Thursday, September 19, 2013

Presentation to West Waterford Athletic Club...Wed 18th Sept 2013

Donal Power presents James Veale chairman of West Waterford athletic club with the James Hughes perpetual cup for cross country. Also pictured are Kevin and Michael Power. James Hughes was their grandfather and was an Irish international cross country athlete. Donal gave a very in depth talk on his grandfather in association with the Waterford Museum Society in the Town hall theatre Dungarvan on Wednesday evening. This was attended by members of the Museum society and local athletics enthusiasts. The cup will be awarded each year to the winner of the West Waterford AC open  cross country race which is celebrating its 21st year this year. The race goes ahead at St Augustine's College on October 6th at 2 pm where Waterford counties best cross country runners battle it out to make their own piece of history by being the first name inscribed on this magnificent trophy. Donal and members of  the Power family will be along on race day to present the cup to the race winner.

From Donal O'Donoghue....Donal Power had a Powerpoint presentation of 77 slides shown via overhead projector, to an audience of about 60 people.

This was a very interesting talk that covered James Hughes life from his early years on the family farm, and running locally for clubs in Co Louth.
There was no blog covering races back then, so the most reliable records of the era were the many newspaper clippings he kept in his scrapbook, along with a few photos.

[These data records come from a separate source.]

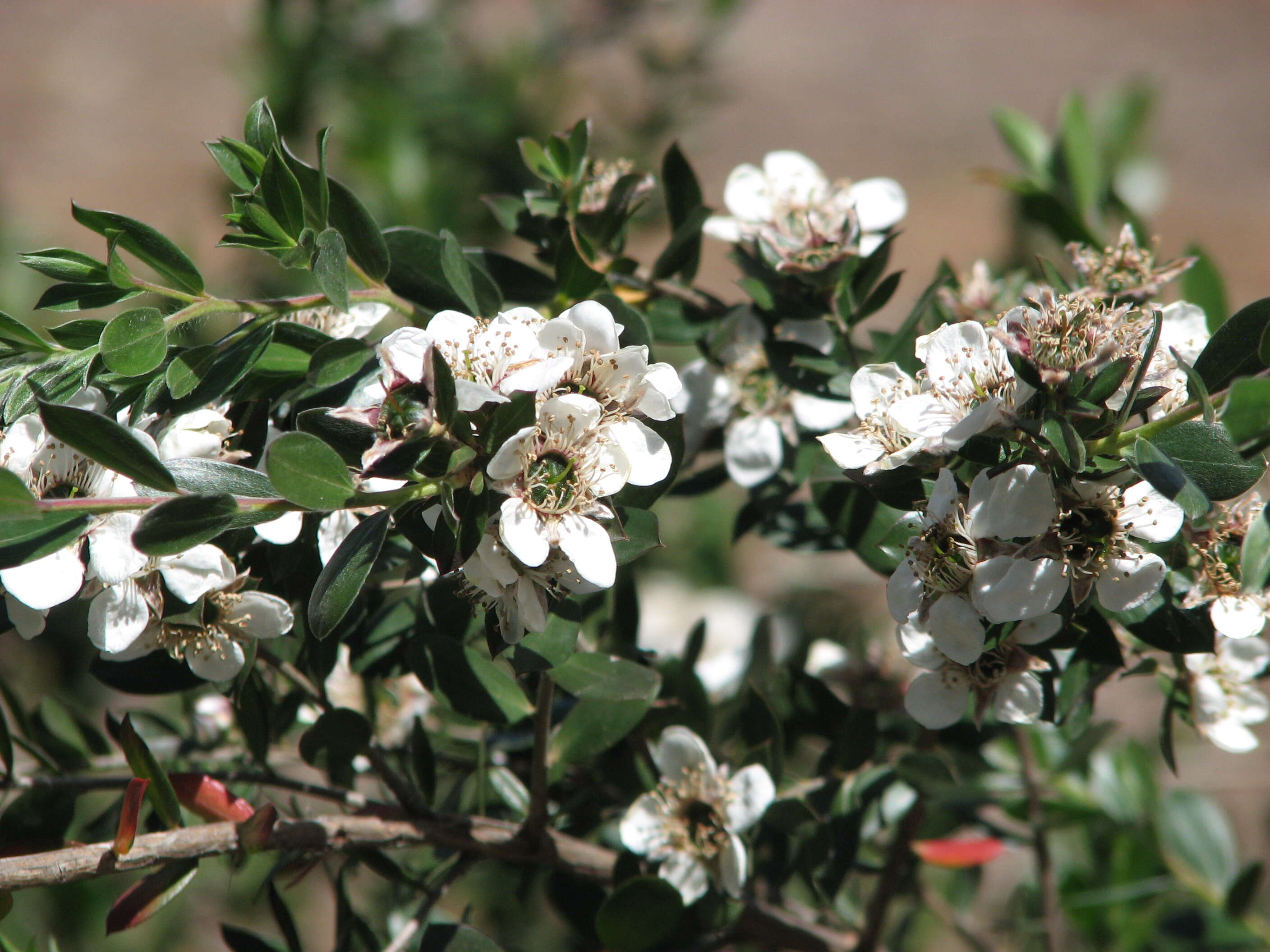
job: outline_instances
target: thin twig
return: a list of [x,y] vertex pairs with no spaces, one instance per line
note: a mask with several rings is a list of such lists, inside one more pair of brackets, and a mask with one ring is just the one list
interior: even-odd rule
[[530,768],[530,810],[522,834],[526,843],[536,844],[547,825],[547,743],[551,739],[551,701],[555,682],[538,675],[537,707],[533,711],[533,764]]
[[926,803],[917,800],[908,812],[900,819],[895,838],[886,850],[886,863],[883,866],[881,877],[878,886],[869,897],[869,906],[865,910],[865,925],[860,930],[860,942],[856,943],[855,952],[876,952],[881,942],[881,933],[886,925],[886,910],[899,892],[899,887],[908,875],[908,868],[913,861],[912,843],[917,835],[917,829],[922,825],[926,814]]
[[1062,952],[1063,913],[1058,902],[1058,880],[1054,876],[1054,863],[1049,854],[1049,839],[1045,836],[1045,806],[1041,802],[1040,779],[1036,776],[1031,743],[1022,727],[1015,727],[1015,744],[1019,746],[1019,764],[1024,792],[1027,796],[1027,823],[1031,825],[1033,853],[1036,856],[1036,883],[1039,886],[1040,922],[1045,929],[1045,948],[1048,952]]

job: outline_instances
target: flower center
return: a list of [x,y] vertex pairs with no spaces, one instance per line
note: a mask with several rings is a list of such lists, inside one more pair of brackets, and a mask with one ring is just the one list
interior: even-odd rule
[[525,481],[530,501],[545,513],[563,513],[578,498],[578,473],[564,453],[540,456],[530,463]]

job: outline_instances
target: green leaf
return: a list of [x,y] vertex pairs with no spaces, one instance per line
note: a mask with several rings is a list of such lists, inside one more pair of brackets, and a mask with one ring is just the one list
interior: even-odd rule
[[174,496],[146,510],[132,545],[151,556],[177,555],[220,536],[235,515],[237,501],[224,493]]
[[320,390],[345,381],[366,366],[371,349],[356,338],[343,338],[323,344],[309,360],[306,378]]
[[653,701],[662,689],[662,675],[654,669],[589,651],[572,655],[550,674],[551,680],[577,698]]
[[517,724],[533,712],[525,692],[499,664],[446,636],[425,637],[437,687],[458,713],[491,724]]
[[1031,178],[1044,184],[1049,180],[1049,156],[1053,145],[1045,129],[1030,116],[1017,109],[993,109],[992,123],[1019,164]]
[[348,251],[343,236],[326,228],[318,236],[314,253],[314,281],[326,298],[340,311],[348,310]]
[[1182,508],[1191,519],[1198,519],[1209,510],[1209,498],[1186,472],[1149,440],[1138,438],[1133,444],[1133,465],[1147,482],[1166,499]]
[[1231,434],[1215,423],[1186,420],[1157,433],[1151,442],[1214,501],[1234,499],[1252,489],[1266,468],[1260,456],[1248,459],[1240,456]]
[[353,477],[339,453],[309,433],[278,437],[264,468],[282,498],[305,509],[342,509],[353,495]]
[[1261,341],[1267,325],[1270,297],[1264,297],[1241,307],[1213,333],[1195,359],[1195,371],[1204,378],[1209,393],[1224,390],[1236,377],[1250,377],[1265,369]]
[[551,736],[551,760],[575,764],[608,750],[644,720],[650,704],[650,701],[579,701]]
[[1086,225],[1097,221],[1102,199],[1102,170],[1097,142],[1090,127],[1085,96],[1072,93],[1063,103],[1060,119],[1063,168],[1076,207]]
[[177,400],[193,393],[207,378],[218,353],[215,344],[201,344],[177,354],[164,372],[168,392]]
[[17,344],[20,350],[52,350],[47,340],[4,311],[0,311],[0,340]]
[[476,303],[476,291],[472,287],[471,265],[464,258],[464,249],[458,240],[444,230],[441,232],[441,272],[444,274],[450,289],[464,302],[467,314],[479,317],[480,305]]
[[489,935],[470,925],[431,924],[419,952],[503,952]]
[[0,468],[0,520],[38,518],[39,508],[27,484],[13,470]]
[[155,812],[159,814],[159,819],[164,821],[169,830],[183,826],[180,801],[177,800],[177,791],[171,788],[171,781],[168,779],[168,774],[159,765],[155,755],[150,753],[150,748],[141,739],[141,735],[137,734],[136,727],[132,726],[132,715],[123,715],[118,737],[116,739],[119,741],[123,757],[127,758],[128,767],[132,768],[132,774],[150,781],[150,786],[146,788],[146,798]]
[[357,711],[337,707],[314,721],[300,736],[300,757],[314,767],[325,760],[331,783],[353,784],[353,758],[371,743],[371,724]]
[[109,416],[77,406],[38,401],[44,429],[66,446],[133,482],[177,491],[171,473],[146,446]]
[[269,103],[263,96],[251,103],[246,112],[246,121],[243,123],[243,138],[262,157],[281,145],[278,137],[278,123],[273,121],[273,112]]
[[155,307],[116,315],[102,331],[102,363],[121,377],[140,377],[168,355],[168,325]]
[[110,228],[123,232],[119,236],[119,248],[149,264],[180,291],[188,291],[190,294],[203,293],[203,275],[198,273],[194,263],[149,225],[114,212],[81,208],[74,202],[71,202],[71,215],[75,221],[98,235],[104,236]]
[[36,519],[0,520],[0,569],[33,562],[84,534],[91,519],[77,513],[44,513]]
[[657,876],[625,880],[596,913],[596,933],[610,952],[648,952],[683,918],[679,891]]
[[18,260],[53,281],[69,281],[75,284],[104,284],[109,281],[104,261],[69,248],[23,251],[18,255]]
[[95,317],[81,317],[80,320],[66,321],[66,324],[50,327],[48,336],[62,347],[69,347],[71,350],[83,350],[97,344],[102,339],[104,330],[105,321],[99,321]]
[[1233,919],[1242,919],[1251,911],[1252,900],[1256,899],[1262,873],[1265,873],[1265,863],[1260,859],[1243,867],[1226,894],[1227,915]]
[[1212,334],[1226,324],[1226,319],[1231,315],[1226,282],[1222,281],[1222,273],[1203,248],[1191,245],[1186,249],[1186,254],[1196,260],[1182,273],[1180,282],[1182,301],[1198,305],[1204,311],[1208,331]]
[[36,302],[37,311],[91,311],[127,301],[141,293],[140,288],[124,291],[114,284],[53,284]]
[[348,614],[384,547],[390,518],[384,510],[359,522],[323,567],[309,597],[309,628],[319,638],[335,631]]
[[1198,791],[1171,790],[1161,800],[1156,829],[1177,878],[1220,905],[1240,869],[1234,835],[1222,807]]
[[300,237],[305,227],[305,197],[300,192],[295,174],[287,168],[277,149],[269,150],[257,189],[264,201],[264,207],[282,230],[292,239]]
[[371,281],[384,281],[389,273],[389,248],[380,232],[380,226],[375,222],[373,216],[366,211],[361,199],[338,179],[329,175],[323,176],[311,165],[296,159],[286,150],[286,146],[283,146],[283,157],[300,182],[306,201],[312,207],[316,208],[321,204],[321,183],[326,183],[330,227],[343,236],[348,256],[366,272],[366,275]]
[[1270,580],[1270,518],[1266,510],[1252,520],[1240,546],[1240,589],[1257,593]]
[[[154,784],[150,790],[154,790]],[[197,872],[197,859],[174,859],[128,886],[105,914],[105,934],[113,935],[141,925],[193,882]]]
[[605,275],[597,272],[578,253],[570,237],[560,241],[555,260],[556,286],[570,301],[582,301],[603,287]]
[[657,514],[648,509],[620,506],[617,512],[626,538],[613,539],[613,556],[618,565],[634,562],[645,552],[662,547]]

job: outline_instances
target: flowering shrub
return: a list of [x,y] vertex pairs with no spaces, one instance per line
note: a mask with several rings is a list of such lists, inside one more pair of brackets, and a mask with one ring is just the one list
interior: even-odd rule
[[[328,175],[326,132],[306,162],[262,100],[208,149],[236,189],[221,244],[315,288],[273,300],[213,296],[154,228],[75,206],[104,256],[24,255],[58,282],[38,307],[147,303],[48,336],[0,316],[5,607],[25,638],[86,633],[117,692],[197,699],[185,726],[108,715],[108,739],[6,687],[0,754],[27,792],[0,817],[0,889],[157,867],[116,932],[199,857],[277,852],[297,949],[274,880],[331,854],[339,948],[519,947],[437,908],[489,858],[537,877],[535,928],[572,948],[870,952],[939,929],[982,948],[978,867],[1026,849],[999,927],[1020,947],[1173,947],[1115,944],[1134,902],[1143,943],[1199,916],[1260,947],[1260,864],[1210,801],[1157,792],[1143,748],[1102,749],[1092,712],[1153,675],[1170,765],[1177,722],[1246,751],[1270,713],[1270,300],[1227,316],[1206,259],[1160,260],[1088,178],[1082,117],[1072,100],[1054,142],[998,119],[1066,258],[944,265],[867,335],[904,192],[789,151],[739,166],[712,216],[672,147],[649,265],[626,253],[649,174],[592,157],[585,122],[523,140],[541,187],[488,204],[530,264],[381,230]],[[704,236],[744,300],[695,284]],[[772,622],[707,692],[702,626],[681,656],[641,647],[631,566],[673,512],[654,504],[725,482],[738,534],[885,578],[894,650]],[[113,745],[131,773],[89,773]],[[116,788],[74,834],[113,842],[60,848],[53,803]],[[356,911],[358,869],[401,914]]]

Circa 1911 James Hughes moved to Surrey, working for the Pearl Life Assurance company for most of the next 37 years, and joined the local Surrey Athletic club.

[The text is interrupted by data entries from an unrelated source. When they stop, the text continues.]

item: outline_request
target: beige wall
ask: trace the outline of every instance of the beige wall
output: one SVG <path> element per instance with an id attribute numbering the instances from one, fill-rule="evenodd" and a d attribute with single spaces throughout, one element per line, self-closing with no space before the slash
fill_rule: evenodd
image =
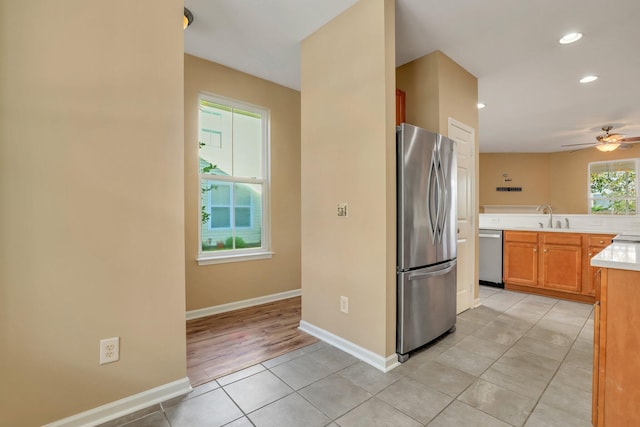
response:
<path id="1" fill-rule="evenodd" d="M 581 214 L 589 212 L 587 203 L 589 162 L 639 157 L 640 144 L 634 144 L 628 150 L 616 150 L 610 153 L 603 153 L 595 148 L 551 153 L 549 203 L 553 206 L 554 212 Z"/>
<path id="2" fill-rule="evenodd" d="M 381 356 L 395 351 L 394 4 L 361 0 L 302 43 L 302 320 Z"/>
<path id="3" fill-rule="evenodd" d="M 478 136 L 478 80 L 435 51 L 398 67 L 396 85 L 406 93 L 407 123 L 448 133 L 448 119 L 471 126 Z"/>
<path id="4" fill-rule="evenodd" d="M 480 205 L 550 204 L 554 212 L 587 214 L 589 162 L 640 157 L 640 145 L 602 153 L 595 148 L 557 153 L 483 153 L 480 155 Z M 512 182 L 503 182 L 508 173 Z M 496 186 L 522 187 L 500 193 Z"/>
<path id="5" fill-rule="evenodd" d="M 429 54 L 396 69 L 396 87 L 406 94 L 407 123 L 432 132 L 440 126 L 438 59 Z"/>
<path id="6" fill-rule="evenodd" d="M 480 154 L 480 206 L 550 203 L 550 162 L 549 153 Z M 505 182 L 503 174 L 512 181 Z M 496 187 L 522 187 L 522 192 Z"/>
<path id="7" fill-rule="evenodd" d="M 187 310 L 300 289 L 300 92 L 184 57 Z M 272 259 L 198 266 L 198 93 L 266 107 L 271 119 Z"/>
<path id="8" fill-rule="evenodd" d="M 478 223 L 479 189 L 479 118 L 478 79 L 440 51 L 432 52 L 398 67 L 396 70 L 398 89 L 406 93 L 406 120 L 442 135 L 449 133 L 449 117 L 475 129 L 475 212 L 474 224 Z M 475 234 L 475 233 L 472 233 Z M 474 254 L 478 252 L 477 238 Z M 472 254 L 469 254 L 472 255 Z M 462 259 L 462 258 L 461 258 Z M 473 283 L 478 280 L 478 257 L 475 256 Z M 474 290 L 475 296 L 478 289 Z"/>
<path id="9" fill-rule="evenodd" d="M 2 426 L 186 377 L 182 7 L 0 5 Z"/>

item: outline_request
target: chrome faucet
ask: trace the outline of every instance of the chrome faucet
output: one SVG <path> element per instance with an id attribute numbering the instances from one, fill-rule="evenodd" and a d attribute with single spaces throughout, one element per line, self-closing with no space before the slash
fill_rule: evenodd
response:
<path id="1" fill-rule="evenodd" d="M 547 213 L 549 214 L 549 228 L 553 228 L 553 212 L 551 211 L 551 205 L 540 205 L 538 206 L 538 208 L 536 209 L 536 212 L 540 212 L 542 211 L 542 213 L 545 213 L 544 211 L 547 211 Z"/>

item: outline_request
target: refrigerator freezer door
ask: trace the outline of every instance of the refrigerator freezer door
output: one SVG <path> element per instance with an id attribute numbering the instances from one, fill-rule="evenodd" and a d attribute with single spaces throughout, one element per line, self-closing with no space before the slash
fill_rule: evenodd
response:
<path id="1" fill-rule="evenodd" d="M 456 260 L 398 273 L 396 352 L 405 355 L 456 324 Z"/>
<path id="2" fill-rule="evenodd" d="M 398 144 L 398 267 L 456 258 L 454 142 L 403 123 Z"/>

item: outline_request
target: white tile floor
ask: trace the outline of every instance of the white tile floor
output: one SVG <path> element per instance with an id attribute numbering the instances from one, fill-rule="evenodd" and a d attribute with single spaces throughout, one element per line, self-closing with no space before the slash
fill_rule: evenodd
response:
<path id="1" fill-rule="evenodd" d="M 389 373 L 320 342 L 104 426 L 591 426 L 592 306 L 480 298 Z"/>

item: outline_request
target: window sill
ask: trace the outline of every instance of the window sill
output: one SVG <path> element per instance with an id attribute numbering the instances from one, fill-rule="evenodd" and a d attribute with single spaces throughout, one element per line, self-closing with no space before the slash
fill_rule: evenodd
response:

In early 1915 he took a break from Pearl, and joined the Royal Munster Fusiliers of the British Army, and was sent back to Ireland to his training at Fermoy and Mitchelstown. He was in the trenches of the Western Front during the 1916 Easter Rising, where the opposing Germans raised banners taunting the Irish soldiers. He fought at the Battle of the Somme, and in particular the Battle of Guillemont, 3–6 September, where his athletic career was cut short, which his right leg was seriously injured by shrapnel, and what remained had to be amputated.

After the war he continued to work for Pearl, until his retirement in 1948. He had married a lady Mary Kehoe from Waterford, but had to continue to work in Surrey while the family grew up in Ireland. He retired to Abbeyside where he passed away in 1961, but kept active throughout his life, despite his severe injury.

Several Great War campaign medals and one surviving Athletic medal, which were left to Donal Power, were on display, along with the new Trophy, which will be presented annually at the West Waterford Cross Country race. This 21th running of this race will take place on Sunday 6th October at St. Augustine’s College.

An interesting side note in this lecture is that Cross Country was an Olympic event in the early years, until an incident in 1924 Paris Olympics. The race was won by Paavo Nurmi, the "Flying Finn".
This was the era before Hydration was taken seriously. In 40C heat, many runners failed to finish. Some who did collapsed. Many hours after the race, Olympic officials and French Red Cross were still out searching the course for lost runners! As a result the Olympic Committee decided to drop Cross Country from the Games, and it has never been reinstated since.